What is the benefit for having a `protected non-virtual destructor` vs `protected virtual destructor`?

2
votes

Reading from Herb Sutter, I can see this point:

Guideline #4: A base class destructor should be either public and >virtual, or protected and nonvirtual.

However, I am struggling to understand the reasons behind the latter. -- having a non-virtual destructor... I do understand why it needs to be protected.

here is my code:

#include <iostream>
using namespace std;

class base {
public:
    base () {cout << "base ctor" << endl;}
    virtual void foo () = 0;
protected:
    ~base() {cout << "base dtor" << endl;}
};
class derived : public base {
public:
        derived () {cout << "derived ctor" << endl;}
        virtual void foo () override {cout << "derived foo" << endl;}
        virtual ~derived(){cout << "derived dtor" << endl;}
};

int main(){
    derived* b = new derived();
        delete b;
    cout <<"done"<<endl;
}

What do I gain by making the base dtor non-virtual vs virtual? I can see the same effect whether its virtual or non-virtual.

base ctor
derived ctor
derived dtor
base dtor
done
1
c++polymorphism

1 Answers

2
votes

I can see the same effect whether its virtual or non-virtual.

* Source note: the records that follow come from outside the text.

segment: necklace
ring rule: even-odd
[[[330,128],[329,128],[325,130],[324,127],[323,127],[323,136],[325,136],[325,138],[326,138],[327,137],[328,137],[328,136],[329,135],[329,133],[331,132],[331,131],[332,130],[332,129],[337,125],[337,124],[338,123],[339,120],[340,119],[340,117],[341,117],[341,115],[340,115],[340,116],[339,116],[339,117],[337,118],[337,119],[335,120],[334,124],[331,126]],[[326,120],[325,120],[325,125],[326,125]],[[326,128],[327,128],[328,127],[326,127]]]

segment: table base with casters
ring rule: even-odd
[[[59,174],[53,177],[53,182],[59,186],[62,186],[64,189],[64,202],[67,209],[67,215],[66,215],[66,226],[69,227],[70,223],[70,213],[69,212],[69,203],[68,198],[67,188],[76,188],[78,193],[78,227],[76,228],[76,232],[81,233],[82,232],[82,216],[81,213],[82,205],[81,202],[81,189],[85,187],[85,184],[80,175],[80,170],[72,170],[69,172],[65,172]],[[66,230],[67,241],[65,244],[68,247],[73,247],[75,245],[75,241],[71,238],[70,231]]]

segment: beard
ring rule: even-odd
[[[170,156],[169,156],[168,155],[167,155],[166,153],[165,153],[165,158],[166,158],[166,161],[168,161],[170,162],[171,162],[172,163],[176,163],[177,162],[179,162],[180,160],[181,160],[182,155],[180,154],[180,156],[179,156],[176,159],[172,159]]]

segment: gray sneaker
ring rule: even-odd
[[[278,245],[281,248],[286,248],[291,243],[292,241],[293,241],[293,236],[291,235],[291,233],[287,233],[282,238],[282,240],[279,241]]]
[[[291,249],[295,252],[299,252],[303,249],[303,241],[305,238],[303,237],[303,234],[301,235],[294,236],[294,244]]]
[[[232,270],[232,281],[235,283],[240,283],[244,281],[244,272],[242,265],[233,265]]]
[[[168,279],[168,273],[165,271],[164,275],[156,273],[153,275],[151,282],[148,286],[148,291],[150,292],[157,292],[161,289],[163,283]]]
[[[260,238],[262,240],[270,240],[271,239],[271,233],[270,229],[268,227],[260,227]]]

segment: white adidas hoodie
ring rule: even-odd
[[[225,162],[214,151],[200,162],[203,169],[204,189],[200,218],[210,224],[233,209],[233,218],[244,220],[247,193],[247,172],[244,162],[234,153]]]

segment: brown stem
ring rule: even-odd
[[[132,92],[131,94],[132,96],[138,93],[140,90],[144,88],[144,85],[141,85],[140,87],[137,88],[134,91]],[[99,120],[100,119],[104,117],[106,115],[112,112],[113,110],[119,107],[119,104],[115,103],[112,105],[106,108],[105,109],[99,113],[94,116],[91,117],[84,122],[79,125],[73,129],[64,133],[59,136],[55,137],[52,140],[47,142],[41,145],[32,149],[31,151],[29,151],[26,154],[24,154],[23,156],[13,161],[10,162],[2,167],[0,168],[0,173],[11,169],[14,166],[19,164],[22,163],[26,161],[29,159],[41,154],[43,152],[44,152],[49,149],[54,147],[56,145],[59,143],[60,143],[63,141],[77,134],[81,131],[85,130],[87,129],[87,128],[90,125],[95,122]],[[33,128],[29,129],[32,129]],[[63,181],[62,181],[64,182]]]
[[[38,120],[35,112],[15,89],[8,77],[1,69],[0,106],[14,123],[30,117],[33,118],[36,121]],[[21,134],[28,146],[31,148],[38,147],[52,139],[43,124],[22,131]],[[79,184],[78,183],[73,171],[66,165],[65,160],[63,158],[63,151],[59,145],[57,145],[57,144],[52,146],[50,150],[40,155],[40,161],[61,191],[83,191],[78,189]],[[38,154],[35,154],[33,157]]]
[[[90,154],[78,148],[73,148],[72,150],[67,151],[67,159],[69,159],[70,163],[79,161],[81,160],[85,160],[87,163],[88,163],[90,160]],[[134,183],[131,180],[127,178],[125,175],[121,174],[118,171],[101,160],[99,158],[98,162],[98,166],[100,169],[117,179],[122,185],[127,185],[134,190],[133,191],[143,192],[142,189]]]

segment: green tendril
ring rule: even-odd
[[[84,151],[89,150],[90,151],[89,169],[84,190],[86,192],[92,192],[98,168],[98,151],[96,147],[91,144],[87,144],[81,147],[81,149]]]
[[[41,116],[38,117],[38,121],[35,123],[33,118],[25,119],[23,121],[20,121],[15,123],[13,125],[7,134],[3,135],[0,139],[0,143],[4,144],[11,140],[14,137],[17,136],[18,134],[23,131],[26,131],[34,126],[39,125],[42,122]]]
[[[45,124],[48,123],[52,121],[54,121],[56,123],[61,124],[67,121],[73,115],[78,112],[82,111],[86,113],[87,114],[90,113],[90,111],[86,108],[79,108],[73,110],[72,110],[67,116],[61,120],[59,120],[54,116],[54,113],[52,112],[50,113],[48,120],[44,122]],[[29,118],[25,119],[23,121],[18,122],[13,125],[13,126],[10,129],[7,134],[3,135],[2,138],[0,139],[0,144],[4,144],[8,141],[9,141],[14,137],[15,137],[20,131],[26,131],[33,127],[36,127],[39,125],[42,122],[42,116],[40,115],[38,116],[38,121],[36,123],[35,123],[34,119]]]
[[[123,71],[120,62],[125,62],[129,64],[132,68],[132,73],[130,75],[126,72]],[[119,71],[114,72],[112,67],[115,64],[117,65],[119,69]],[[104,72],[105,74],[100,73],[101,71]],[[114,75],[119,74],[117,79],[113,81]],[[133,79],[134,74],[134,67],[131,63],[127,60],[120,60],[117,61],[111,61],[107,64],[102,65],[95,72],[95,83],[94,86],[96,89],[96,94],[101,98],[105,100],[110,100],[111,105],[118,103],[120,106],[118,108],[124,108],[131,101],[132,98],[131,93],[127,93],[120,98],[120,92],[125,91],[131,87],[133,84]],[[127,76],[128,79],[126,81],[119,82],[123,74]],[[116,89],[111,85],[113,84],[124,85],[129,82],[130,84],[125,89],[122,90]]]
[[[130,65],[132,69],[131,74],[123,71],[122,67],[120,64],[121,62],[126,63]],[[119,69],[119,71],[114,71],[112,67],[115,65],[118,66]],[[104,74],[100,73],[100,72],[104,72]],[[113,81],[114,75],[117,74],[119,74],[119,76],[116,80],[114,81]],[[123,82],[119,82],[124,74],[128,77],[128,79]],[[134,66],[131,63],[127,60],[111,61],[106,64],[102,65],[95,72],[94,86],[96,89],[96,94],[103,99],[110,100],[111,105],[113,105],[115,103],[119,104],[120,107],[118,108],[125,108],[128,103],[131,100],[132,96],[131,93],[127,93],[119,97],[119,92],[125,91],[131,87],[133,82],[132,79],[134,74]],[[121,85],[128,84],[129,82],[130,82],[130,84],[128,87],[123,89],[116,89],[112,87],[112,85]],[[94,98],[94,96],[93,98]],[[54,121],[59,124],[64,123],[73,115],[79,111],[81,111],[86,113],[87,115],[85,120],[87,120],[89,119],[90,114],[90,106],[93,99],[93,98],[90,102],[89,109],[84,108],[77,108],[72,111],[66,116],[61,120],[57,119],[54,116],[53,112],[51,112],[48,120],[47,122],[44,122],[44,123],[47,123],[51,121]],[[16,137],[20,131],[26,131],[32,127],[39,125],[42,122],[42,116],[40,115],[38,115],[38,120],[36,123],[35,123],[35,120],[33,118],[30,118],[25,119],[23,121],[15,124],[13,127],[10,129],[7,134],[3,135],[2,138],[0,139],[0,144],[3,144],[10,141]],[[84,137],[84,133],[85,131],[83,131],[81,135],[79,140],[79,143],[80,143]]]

This is because you call delete through a pointer to the derived type. If you instead make the destructor public, but not virtual, and do

base* b = new derived();
delete b;

it'll (most likely) print

base ctor
derived ctor
base dtor
done

(I can't guarantee what it'll print because the behavior is undefined when deleting an object of derived type through a pointer to the base class if the destructor isn't virtual)

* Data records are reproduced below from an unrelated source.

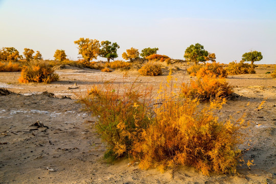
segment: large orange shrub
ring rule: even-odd
[[[57,81],[59,76],[49,64],[43,61],[34,61],[24,66],[18,81],[21,83],[44,82]]]
[[[106,63],[105,66],[112,69],[116,70],[123,68],[129,68],[131,66],[131,63],[123,61],[116,60],[113,62]]]
[[[200,101],[209,101],[218,97],[228,98],[233,93],[232,87],[225,79],[205,76],[191,80],[190,84],[183,83],[181,93],[186,98],[198,98]]]
[[[105,157],[128,155],[146,169],[188,165],[205,175],[235,173],[243,119],[219,121],[224,99],[199,106],[198,99],[182,98],[172,80],[170,75],[160,85],[154,103],[150,89],[142,93],[133,85],[105,83],[88,91],[81,102],[97,117],[97,129],[108,145]]]
[[[203,77],[206,75],[225,78],[227,77],[227,72],[219,64],[219,63],[213,62],[212,63],[208,63],[200,68],[196,73],[196,75],[198,78]]]
[[[98,118],[96,128],[107,143],[106,158],[129,156],[133,142],[150,122],[148,112],[151,90],[105,83],[91,87],[80,100],[85,109]]]
[[[239,75],[245,74],[256,74],[254,68],[255,65],[250,65],[245,63],[244,61],[241,61],[239,63],[235,61],[229,63],[226,69],[228,75]]]

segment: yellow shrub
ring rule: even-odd
[[[158,61],[159,60],[160,62],[164,61],[164,60],[166,59],[170,58],[166,55],[162,55],[160,54],[152,54],[146,57],[146,59],[148,59],[149,61],[153,60],[153,61]]]
[[[112,71],[109,69],[109,68],[108,68],[107,67],[106,67],[101,70],[102,72],[111,72]]]
[[[276,70],[275,70],[270,75],[272,78],[276,78]]]
[[[203,109],[198,107],[197,100],[179,101],[177,97],[162,102],[155,110],[156,121],[134,142],[133,154],[141,168],[163,170],[188,165],[204,175],[236,172],[243,121],[218,121],[218,102]]]
[[[128,155],[134,140],[150,122],[151,89],[142,92],[125,86],[116,87],[112,83],[95,86],[80,100],[85,109],[98,117],[96,128],[108,145],[106,158]]]
[[[229,97],[233,91],[225,79],[205,76],[191,80],[190,84],[183,83],[181,93],[186,98],[208,101],[218,97]]]
[[[59,79],[59,76],[54,72],[45,62],[35,61],[28,66],[24,66],[18,81],[21,83],[33,82],[49,83]]]
[[[244,61],[241,61],[239,63],[235,61],[229,63],[226,69],[228,75],[239,75],[245,74],[256,74],[254,70],[255,66],[252,66],[248,63],[245,63]]]
[[[212,63],[208,63],[201,67],[197,72],[196,75],[198,78],[203,77],[205,75],[225,78],[227,77],[227,72],[219,63],[214,62]]]
[[[195,77],[197,72],[203,67],[202,64],[194,65],[187,69],[187,72],[190,76]]]
[[[19,72],[21,67],[17,63],[13,63],[11,61],[7,63],[0,62],[0,72]]]
[[[153,62],[148,62],[139,69],[138,72],[144,76],[155,76],[162,74],[160,64]]]
[[[243,119],[219,121],[225,99],[199,107],[197,99],[181,98],[172,80],[169,75],[160,85],[153,105],[150,89],[142,93],[133,85],[116,88],[112,83],[93,87],[81,99],[97,117],[96,127],[108,145],[105,157],[132,155],[146,169],[189,165],[205,175],[235,173]]]
[[[123,68],[129,68],[131,66],[131,63],[123,61],[116,60],[110,63],[106,63],[106,67],[109,67],[113,70]]]

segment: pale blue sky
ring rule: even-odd
[[[57,49],[77,59],[74,41],[84,37],[117,42],[119,59],[131,47],[182,59],[198,42],[221,63],[252,50],[263,54],[258,63],[276,63],[275,0],[0,0],[0,48],[38,50],[44,59]]]

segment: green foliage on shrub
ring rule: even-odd
[[[243,119],[218,121],[225,99],[199,107],[198,99],[181,97],[172,80],[170,75],[160,85],[155,103],[150,89],[142,93],[112,83],[94,86],[81,100],[107,144],[105,158],[128,155],[146,169],[188,165],[205,175],[235,173]]]
[[[44,82],[58,80],[59,76],[52,67],[44,61],[34,61],[24,66],[18,81],[20,83]]]

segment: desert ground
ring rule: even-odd
[[[193,78],[185,68],[179,65],[173,70],[177,82]],[[243,165],[235,174],[207,176],[188,167],[161,173],[141,170],[127,158],[112,164],[103,158],[106,145],[91,127],[94,120],[76,100],[92,85],[107,81],[135,81],[156,91],[166,80],[165,69],[163,75],[145,77],[136,71],[103,73],[63,66],[56,71],[59,81],[50,84],[20,84],[20,72],[0,73],[0,87],[14,93],[0,96],[0,183],[276,183],[276,79],[266,74],[273,66],[260,65],[256,74],[227,78],[238,95],[224,105],[220,119],[246,113],[250,125],[240,149],[249,148],[244,157],[254,159],[250,169]],[[54,97],[41,94],[45,91]],[[263,100],[263,108],[258,110]],[[31,126],[37,121],[44,126]]]

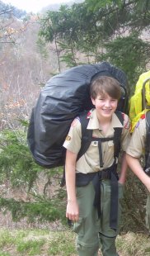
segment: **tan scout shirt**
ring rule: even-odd
[[[136,125],[131,136],[131,140],[127,148],[126,153],[139,159],[145,149],[146,140],[146,121],[145,118],[141,119]]]
[[[115,114],[112,116],[112,121],[107,134],[104,135],[102,129],[99,125],[96,110],[89,112],[89,122],[87,129],[92,129],[92,136],[96,138],[112,137],[114,135],[114,127],[123,127],[121,135],[121,149],[125,151],[129,145],[130,135],[130,122],[127,115],[124,114],[124,126],[118,119]],[[63,146],[73,153],[78,154],[81,148],[81,123],[79,118],[76,118],[70,127]],[[102,142],[102,158],[104,166],[100,167],[99,150],[97,141],[92,141],[87,151],[77,161],[76,171],[78,173],[88,173],[97,172],[101,169],[108,168],[114,162],[114,143],[112,140]]]

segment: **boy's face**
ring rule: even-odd
[[[96,99],[91,98],[99,116],[109,118],[117,108],[118,100],[112,98],[107,93],[99,94]]]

In this case where the compiler can see both the call to new and to delete it will most likely tell you that you have undefined behavior here, but if one translation unit just hands you a pointer to base and you call delete in another there is no way to know for the compiler. If you want to be sure you can't make that mistake there are two ways to avoid the problem.

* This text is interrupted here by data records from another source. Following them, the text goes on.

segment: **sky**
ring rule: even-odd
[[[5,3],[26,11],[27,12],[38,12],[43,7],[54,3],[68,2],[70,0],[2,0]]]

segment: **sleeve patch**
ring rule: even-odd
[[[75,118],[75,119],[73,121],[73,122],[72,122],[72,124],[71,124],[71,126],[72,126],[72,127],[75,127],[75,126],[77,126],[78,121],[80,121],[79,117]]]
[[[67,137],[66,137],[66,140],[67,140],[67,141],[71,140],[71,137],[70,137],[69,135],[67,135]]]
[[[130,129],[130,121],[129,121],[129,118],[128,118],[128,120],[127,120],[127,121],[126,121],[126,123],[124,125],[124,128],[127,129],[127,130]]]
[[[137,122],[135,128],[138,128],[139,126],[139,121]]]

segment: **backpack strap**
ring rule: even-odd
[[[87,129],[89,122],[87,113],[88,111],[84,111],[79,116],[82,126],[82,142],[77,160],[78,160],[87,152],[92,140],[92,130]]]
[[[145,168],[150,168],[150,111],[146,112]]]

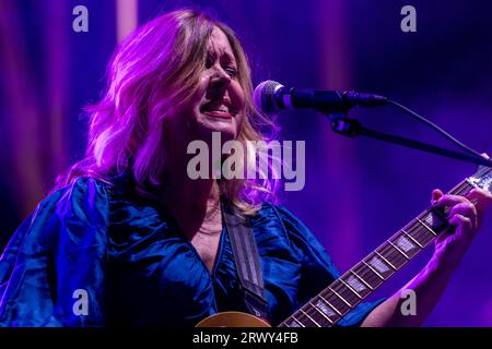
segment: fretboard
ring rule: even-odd
[[[490,169],[481,173],[490,174]],[[487,171],[487,173],[485,173]],[[480,174],[480,171],[477,173]],[[477,176],[476,174],[476,176]],[[490,178],[487,179],[490,181]],[[490,183],[489,183],[490,185]],[[449,194],[466,195],[478,186],[466,179]],[[386,240],[354,267],[288,317],[279,327],[330,327],[406,266],[448,228],[449,208],[430,207]]]

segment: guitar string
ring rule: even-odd
[[[485,170],[487,171],[487,170]],[[485,172],[484,171],[484,172]],[[467,181],[462,181],[461,183],[459,183],[458,185],[456,185],[455,186],[455,189],[453,189],[453,190],[450,190],[449,191],[449,193],[452,193],[452,194],[455,194],[455,195],[462,195],[462,194],[465,194],[466,192],[469,192],[470,190],[472,190],[475,186],[473,185],[471,185],[470,183],[468,183]],[[418,216],[418,218],[424,218],[424,217],[429,217],[429,215],[430,214],[432,214],[433,213],[433,209],[432,208],[429,208],[429,209],[426,209],[426,210],[424,210],[421,215],[419,215]],[[417,219],[415,219],[417,220]],[[434,234],[432,233],[432,232],[430,232],[429,230],[427,230],[427,228],[425,228],[425,227],[423,227],[420,222],[415,222],[415,221],[413,221],[412,222],[413,224],[413,227],[411,227],[409,230],[410,230],[410,233],[412,233],[413,234],[413,237],[415,238],[415,239],[419,239],[419,232],[421,232],[421,238],[422,238],[422,232],[424,232],[425,233],[425,237],[429,237],[430,234],[432,236],[431,237],[431,240],[433,240],[435,237],[434,237]],[[420,227],[419,227],[419,225],[420,225]],[[397,233],[396,236],[401,236],[401,233],[399,232],[399,233]],[[395,237],[396,237],[395,236]],[[393,238],[395,238],[395,237],[393,237]],[[393,238],[390,238],[390,239],[388,239],[388,241],[391,241],[391,239]],[[419,240],[418,240],[419,241]],[[421,240],[421,241],[423,241],[423,240]],[[430,241],[427,242],[427,243],[430,243]],[[426,244],[427,244],[426,243]],[[389,250],[390,252],[389,253],[385,253],[385,250],[386,250],[386,252]],[[420,249],[420,250],[423,250],[423,249]],[[407,260],[407,258],[405,258],[405,256],[401,254],[401,252],[399,252],[398,250],[396,250],[394,246],[391,246],[389,243],[385,243],[385,244],[383,244],[382,246],[379,246],[378,249],[376,249],[375,251],[377,251],[378,253],[380,253],[384,257],[386,257],[386,258],[388,258],[388,260],[390,260],[390,262],[393,261],[394,263],[396,263],[396,260],[395,260],[395,257],[396,256],[398,256],[399,258],[401,258],[401,261],[398,263],[398,265],[396,265],[396,270],[393,270],[393,268],[391,268],[391,272],[390,272],[390,274],[387,276],[387,278],[386,278],[386,280],[389,278],[389,277],[391,277],[394,274],[396,274],[396,272],[398,272],[398,270],[400,270],[408,262],[410,262],[409,260]],[[420,251],[419,251],[420,252]],[[371,253],[368,256],[372,256],[374,253]],[[413,255],[414,256],[414,255]],[[412,257],[413,257],[412,256]],[[365,257],[364,260],[366,260],[367,257]],[[388,264],[388,263],[386,263],[386,262],[384,262],[385,264]],[[356,265],[358,266],[358,265]],[[356,268],[356,266],[355,267],[353,267],[353,268],[351,268],[349,272],[351,272],[351,270],[354,270],[355,268]],[[390,267],[389,265],[388,265],[388,267]],[[356,272],[355,272],[356,273]],[[348,274],[348,273],[347,273]],[[348,301],[350,304],[351,304],[351,306],[349,306],[349,305],[347,305],[347,304],[344,304],[344,306],[343,308],[349,308],[349,310],[345,310],[345,311],[343,311],[343,312],[341,312],[342,314],[345,314],[345,313],[348,313],[348,312],[350,312],[351,310],[353,310],[356,305],[358,305],[358,303],[360,303],[362,300],[363,300],[363,298],[365,298],[364,296],[362,296],[361,293],[359,293],[356,290],[353,290],[353,289],[350,289],[349,287],[347,287],[345,285],[343,285],[343,282],[341,282],[340,280],[343,280],[343,277],[344,277],[345,275],[342,275],[338,280],[336,280],[336,281],[333,281],[331,285],[330,285],[330,288],[333,290],[333,291],[336,291],[337,293],[339,293],[341,297],[343,297],[343,296],[345,296],[343,299],[345,299],[345,301]],[[359,275],[360,276],[360,275]],[[362,278],[364,278],[363,276],[361,276]],[[364,279],[365,281],[367,281],[367,282],[371,282],[367,278],[365,278]],[[337,282],[338,281],[338,282]],[[383,280],[379,280],[380,281],[380,284],[382,282],[384,282]],[[371,284],[370,284],[371,285]],[[373,284],[374,285],[374,284]],[[378,285],[379,286],[379,285]],[[376,286],[377,287],[377,286]],[[324,291],[326,291],[326,290],[329,290],[329,288],[327,288],[327,289],[325,289]],[[321,297],[323,297],[323,293],[324,293],[324,291],[321,291],[321,293],[319,293]],[[370,291],[370,292],[372,292],[372,291]],[[331,304],[332,304],[332,306],[336,306],[336,304],[338,303],[338,305],[340,305],[340,302],[342,302],[342,300],[340,300],[340,298],[337,296],[337,294],[333,294],[335,292],[332,292],[331,294],[329,294],[330,297],[331,297],[331,299],[326,299],[328,302],[330,302]],[[344,294],[345,293],[345,294]],[[348,294],[352,294],[352,297],[348,297],[347,296],[347,293]],[[361,298],[359,298],[356,294],[359,294],[359,296],[362,296],[362,299]],[[316,299],[317,297],[315,297],[314,298],[314,300]],[[354,299],[355,298],[355,299]],[[352,302],[351,302],[352,301]],[[324,317],[320,317],[320,318],[323,318],[323,322],[325,322],[325,323],[327,323],[327,325],[331,325],[332,323],[330,323],[328,320],[326,320],[325,317],[326,317],[326,315],[324,315],[323,314],[323,312],[318,309],[318,306],[316,306],[315,304],[313,304],[312,303],[312,301],[309,301],[309,302],[307,302],[306,303],[306,305],[307,305],[307,308],[306,309],[304,309],[304,306],[303,308],[301,308],[301,310],[303,310],[303,311],[305,311],[306,312],[306,314],[308,314],[308,315],[311,315],[311,316],[315,316],[315,315],[318,315],[318,316],[324,316]],[[327,304],[328,305],[328,304]],[[339,311],[340,311],[340,309],[338,309]],[[311,312],[311,314],[309,314],[309,312]],[[302,313],[301,313],[302,314]],[[297,314],[298,315],[298,314]],[[307,317],[308,320],[309,320],[309,322],[311,323],[313,323],[313,320],[315,320],[315,322],[314,322],[314,324],[315,325],[318,325],[318,323],[316,322],[317,321],[317,318],[309,318],[308,316],[304,316],[304,317]],[[339,318],[341,318],[342,316],[340,316],[340,315],[338,315],[337,316],[338,317],[338,320]],[[338,320],[336,320],[336,321],[338,321]]]
[[[459,191],[455,191],[454,194],[456,194],[456,195],[464,194],[465,192],[467,192],[467,191],[469,191],[470,189],[473,188],[472,185],[470,185],[470,184],[467,183],[466,181],[459,183],[457,186],[458,186]],[[449,191],[449,192],[452,193],[453,191],[454,191],[454,190],[452,190],[452,191]],[[432,213],[432,208],[431,208],[431,209],[427,209],[427,210],[425,210],[425,212],[423,212],[418,218],[424,218],[424,217],[427,217],[431,213]],[[419,222],[419,224],[420,224],[420,222]],[[411,230],[410,233],[412,233],[413,237],[417,238],[417,239],[419,239],[419,237],[418,237],[419,232],[425,232],[425,236],[426,236],[426,237],[429,237],[429,234],[432,234],[432,232],[427,231],[427,228],[422,227],[422,226],[419,227],[419,225],[418,225],[417,222],[414,222],[414,227],[410,228],[409,230]],[[432,240],[433,238],[435,238],[434,234],[432,234],[431,240]],[[388,240],[391,240],[391,238],[388,239]],[[420,240],[420,239],[419,239],[419,240]],[[422,240],[421,240],[421,241],[422,241]],[[427,243],[430,243],[430,241],[429,241]],[[386,250],[386,252],[387,252],[388,249],[389,249],[389,251],[391,251],[391,252],[385,253],[385,250]],[[388,279],[388,278],[391,277],[394,274],[396,274],[396,272],[400,270],[400,269],[409,262],[408,260],[406,260],[406,258],[402,256],[401,252],[399,252],[398,250],[396,250],[395,248],[393,248],[389,243],[383,244],[382,246],[379,246],[379,248],[376,249],[375,251],[377,251],[378,253],[380,253],[384,257],[390,260],[389,262],[393,261],[394,263],[396,263],[395,256],[398,256],[399,258],[402,258],[402,260],[400,261],[400,263],[398,263],[398,265],[396,266],[396,270],[393,270],[393,268],[391,268],[390,275],[388,275],[386,279]],[[372,253],[372,254],[374,254],[374,253]],[[370,256],[371,256],[372,254],[370,254]],[[412,256],[412,257],[413,257],[413,256]],[[366,257],[366,258],[367,258],[367,257]],[[366,260],[366,258],[365,258],[365,260]],[[386,262],[384,262],[384,263],[385,263],[385,264],[388,264],[388,263],[386,263]],[[390,267],[390,266],[388,265],[388,267]],[[354,269],[354,268],[352,268],[352,269]],[[343,276],[344,276],[344,275],[343,275]],[[347,312],[350,312],[353,308],[355,308],[356,304],[358,304],[359,302],[362,301],[362,299],[359,298],[359,297],[356,296],[356,294],[361,296],[358,291],[348,288],[345,285],[343,285],[343,282],[340,281],[340,280],[343,280],[343,276],[341,276],[338,280],[333,281],[333,282],[330,285],[330,287],[331,287],[331,289],[332,289],[335,292],[339,293],[341,297],[345,296],[345,297],[343,297],[343,299],[344,299],[345,301],[348,301],[348,302],[351,304],[351,306],[344,304],[344,306],[343,306],[344,309],[349,308],[349,310],[345,310],[345,311],[342,312],[342,313],[344,314],[344,313],[347,313]],[[337,281],[338,281],[338,282],[337,282]],[[370,280],[366,279],[366,281],[370,281]],[[371,285],[371,284],[370,284],[370,285]],[[373,285],[374,285],[374,284],[373,284]],[[329,290],[329,288],[328,288],[328,290]],[[333,293],[335,293],[335,292],[333,292]],[[321,293],[323,293],[323,292],[321,292]],[[321,294],[321,293],[320,293],[320,294]],[[349,297],[349,296],[347,296],[347,294],[351,294],[351,297]],[[341,304],[342,300],[340,300],[339,296],[337,296],[337,294],[329,294],[329,296],[331,296],[331,299],[327,299],[327,300],[328,300],[328,302],[330,302],[330,303],[332,304],[332,306],[336,306],[336,304],[337,304],[337,305],[340,305],[340,304]],[[367,296],[367,294],[366,294],[366,296]],[[354,299],[354,298],[355,298],[355,299]],[[365,297],[364,297],[364,298],[365,298]],[[316,298],[314,298],[314,299],[316,299]],[[352,301],[352,302],[351,302],[351,301]],[[311,312],[311,314],[309,314],[311,316],[315,316],[315,315],[324,316],[323,312],[318,309],[318,306],[316,306],[315,304],[313,304],[312,301],[309,301],[308,303],[306,303],[306,305],[307,305],[307,308],[306,308],[304,311],[305,311],[307,314],[309,314],[309,312]],[[328,305],[328,304],[327,304],[327,305]],[[304,308],[304,306],[303,306],[303,308]],[[301,310],[303,310],[303,308],[301,308]],[[340,311],[340,306],[338,308],[338,310]],[[339,315],[338,315],[338,316],[339,316]],[[308,316],[304,316],[304,317],[307,317],[307,318],[309,320],[309,322],[313,323],[313,321],[312,321]],[[341,316],[339,316],[339,317],[341,317]],[[324,322],[328,322],[328,321],[327,321],[326,318],[324,318],[324,317],[320,317],[320,318],[323,318]],[[318,325],[317,322],[315,322],[314,324],[315,324],[315,325]],[[327,325],[331,325],[331,323],[328,322]]]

The first is to simply make the destructor virtual; then there won't be undefined behavior. But of course this has a small performance const since the destruction now has one additional level of indirection through the vtable.

So if you never intend to store objects in (smart-)pointers to the base class and only use the polymorphism through references, then you might not want to pay that additional cost.

Therefore you need another way to prevent someone from accidentally calling delete on a pointer to the base class when you actually have an object of a derived class: Making it impossible to ever call delete on objects of the base class. This is precisely what making the destructor protected gives you: The derived classes' destructors can still invoke the base class destructor as they need to, but users of pointers to the base class can no longer accidentally delete through that pointer because it isn't accessible.